Customer names, date of birth, contact information and government-issued ID numbers were all uploaded to a pair of third-party data companies, causing NAB to front up nearly $687,000 to cover the cost of fraud detection and re-issued IDs.

Responding to questions on notice from its appearance in front of a senate economics committee last week, NAB said one of its technology staff made the “unauthorised upload”.

“The action was in breach of their training and various NAB policies including those related to data security and the prohibition of transfers of NAB data to unauthorised third parties,” NAB said.

Following the incident, NAB assessed the employee’s “conduct” and after what it called “a procedurally fair process” terminated their contract.

Since then, the bank said it has put in “technical blocks” to stop large uploads of customers’ personal data from happening in the future and it improved staff awareness through training.

NAB said it is keeping a closer eye on employees to make sure they don’t cause another data breach.

“NAB lawfully and appropriately monitors employee and contractor access and use of NAB’s system,” it said.

“NAB has uplifted technical controls to prevent similar transfers/uploads of NAB data to unauthorised recipients in the future.

“Additional controls have been implemented including blocking access to websites to prevent unauthorised uploads of this nature and blocking email externally in certain circumstances.

“NAB has also increased monitoring on these channels”

Speaking at last Friday’s senate review into the major four banks, NAB CEO Ross McEwan said data security was becoming more of a priority for the bank as the number of cyber attacks continues to increase.

“The attacks are very large in number,” he said.

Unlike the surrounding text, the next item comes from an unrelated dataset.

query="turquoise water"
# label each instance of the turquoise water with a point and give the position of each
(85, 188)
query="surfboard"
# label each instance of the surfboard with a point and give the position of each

“We are spending a considerable amount of money on the bank – well over $320 million now for the last three years – to get ourselves in a position where these attacks are not coming into the bank and, where they are, we can defend against them very strongly.”

The bank said it was knocking back around 100 million cyber attacks each month and, in response to a question on notice, said it has 200 employees in the bank’s cyber security team.

Last August, NAB said it was preparing to cut at least 100 IT jobs during a restructure.